Viene a mis manos este bello libro de
Rocío Expósito, Asombro, cuyo planteamiento se asemeja a la simplicidad de un
paisaje sin formas, que deriva de esa forma métrica tan singular que es el
haiku, aunque el libro no esté estructurado así. Como llega a decir al
comienzo, todo está construido sobre el hecho de que no hubiera nada, que hasta
la luz nos vacía, y todo transcurre en un extrañamiento y sin querer. Quizás como
en versos de Tomás Sánchez Santiago: «la intimidad oscura de los dedales
alejados / del uso», el hecho de este extrañamiento, esta intimidad fructífera
de lo que no sirve para nada, de esa luz que nos vacía. Llama «borde de la
tarde» a eso que está cerca de la noche, a lo más cercano que estamos de la muerte
cuando alude a las avispas que mueren. Esa luz nos deja trazado el día
inútilmente. Estos versos me llevan a las palabras de Chantal Maillard, de «ver
es pensar», esa posibilidad de deshacernos del yo y su aprendizaje, donde surge
un observador que ofrece una mirada desde la que captar la realidad sin
prejuicios[1]. Creo que esto es lo que hace el sujeto poemático
en estos versos, observar la realidad desde sí mismo, incorporar un trazado
donde, lo que se ama, peligra en un momento dado, y es bello. Estamos dentro de
la belleza del mundo, aunque no lo creamos, como dicen los versos de Santiago.

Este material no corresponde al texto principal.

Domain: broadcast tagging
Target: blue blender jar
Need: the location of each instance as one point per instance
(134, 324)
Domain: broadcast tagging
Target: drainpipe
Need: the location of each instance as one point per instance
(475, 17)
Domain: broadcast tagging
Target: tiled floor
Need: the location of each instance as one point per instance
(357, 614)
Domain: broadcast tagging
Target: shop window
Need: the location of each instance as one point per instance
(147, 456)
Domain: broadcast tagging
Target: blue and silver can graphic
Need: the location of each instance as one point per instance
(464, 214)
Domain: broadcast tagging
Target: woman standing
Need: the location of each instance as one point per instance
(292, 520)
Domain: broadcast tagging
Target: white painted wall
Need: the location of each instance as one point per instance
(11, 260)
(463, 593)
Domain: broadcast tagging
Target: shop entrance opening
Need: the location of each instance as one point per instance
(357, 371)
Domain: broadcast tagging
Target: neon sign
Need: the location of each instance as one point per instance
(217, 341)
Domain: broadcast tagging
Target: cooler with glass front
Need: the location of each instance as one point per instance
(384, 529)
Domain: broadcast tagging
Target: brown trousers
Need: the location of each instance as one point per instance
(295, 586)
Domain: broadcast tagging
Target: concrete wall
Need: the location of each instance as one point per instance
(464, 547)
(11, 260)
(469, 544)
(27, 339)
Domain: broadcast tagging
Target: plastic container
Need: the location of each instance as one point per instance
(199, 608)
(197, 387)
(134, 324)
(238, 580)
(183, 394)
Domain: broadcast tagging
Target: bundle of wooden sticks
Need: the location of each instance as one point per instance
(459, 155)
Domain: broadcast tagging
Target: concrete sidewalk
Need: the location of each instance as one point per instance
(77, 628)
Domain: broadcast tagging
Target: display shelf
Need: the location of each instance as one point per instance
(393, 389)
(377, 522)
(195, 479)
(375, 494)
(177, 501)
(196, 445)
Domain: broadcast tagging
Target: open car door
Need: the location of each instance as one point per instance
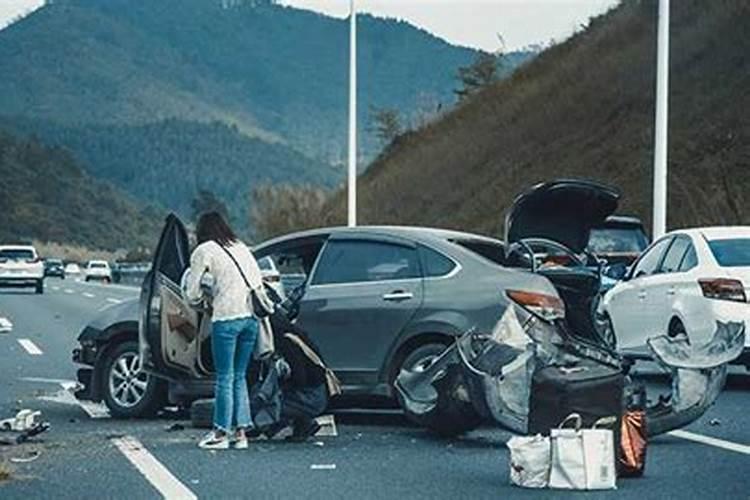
(169, 334)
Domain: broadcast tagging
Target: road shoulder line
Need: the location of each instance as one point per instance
(159, 476)
(718, 443)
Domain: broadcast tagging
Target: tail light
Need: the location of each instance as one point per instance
(547, 307)
(723, 289)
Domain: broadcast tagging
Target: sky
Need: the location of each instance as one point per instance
(491, 25)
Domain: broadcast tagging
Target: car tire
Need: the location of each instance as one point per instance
(202, 413)
(453, 414)
(142, 397)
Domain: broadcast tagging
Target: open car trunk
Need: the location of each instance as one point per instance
(548, 228)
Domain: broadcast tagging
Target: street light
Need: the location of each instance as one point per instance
(352, 191)
(660, 128)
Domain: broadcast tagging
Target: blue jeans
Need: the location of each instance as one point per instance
(232, 342)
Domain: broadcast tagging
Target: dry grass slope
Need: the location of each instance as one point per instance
(585, 109)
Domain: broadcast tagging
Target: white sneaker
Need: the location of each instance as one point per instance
(214, 440)
(241, 443)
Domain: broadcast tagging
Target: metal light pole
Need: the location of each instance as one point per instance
(352, 191)
(660, 129)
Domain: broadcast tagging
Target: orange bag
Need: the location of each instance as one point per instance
(633, 442)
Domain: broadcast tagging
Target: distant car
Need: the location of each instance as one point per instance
(98, 270)
(681, 285)
(72, 268)
(618, 239)
(20, 265)
(54, 267)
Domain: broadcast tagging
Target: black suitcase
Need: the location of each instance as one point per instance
(591, 389)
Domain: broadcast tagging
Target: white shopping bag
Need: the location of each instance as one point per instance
(529, 461)
(582, 459)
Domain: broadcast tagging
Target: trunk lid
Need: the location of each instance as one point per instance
(563, 211)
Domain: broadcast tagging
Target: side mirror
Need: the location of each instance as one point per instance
(617, 272)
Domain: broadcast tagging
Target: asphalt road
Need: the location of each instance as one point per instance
(376, 454)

Al observarse a sí mismo, descubre un sentido incompleto con el que reconoce al
ser amado, y el silencio se presenta como «una forma de no estar nunca». Se
incluye el concepto de corazón como un lugar que dejamos morir, por eso somos
amados. Una piel inversa que nos define y donde cambiamos, esa posibilidad de
deshacernos de ese yo y aprenderlo de nuevo.
Expósito
llega a decir que esperar algo de la poesía es «una iniciación al cielo». Una
realidad sin prejuicios como diría Maillard. Entonces descubrimos la belleza y
hay Asombro, el título del libro. Rocío Expósito construye una poética: como en
el verso «siempre mi voz como si fuera suya».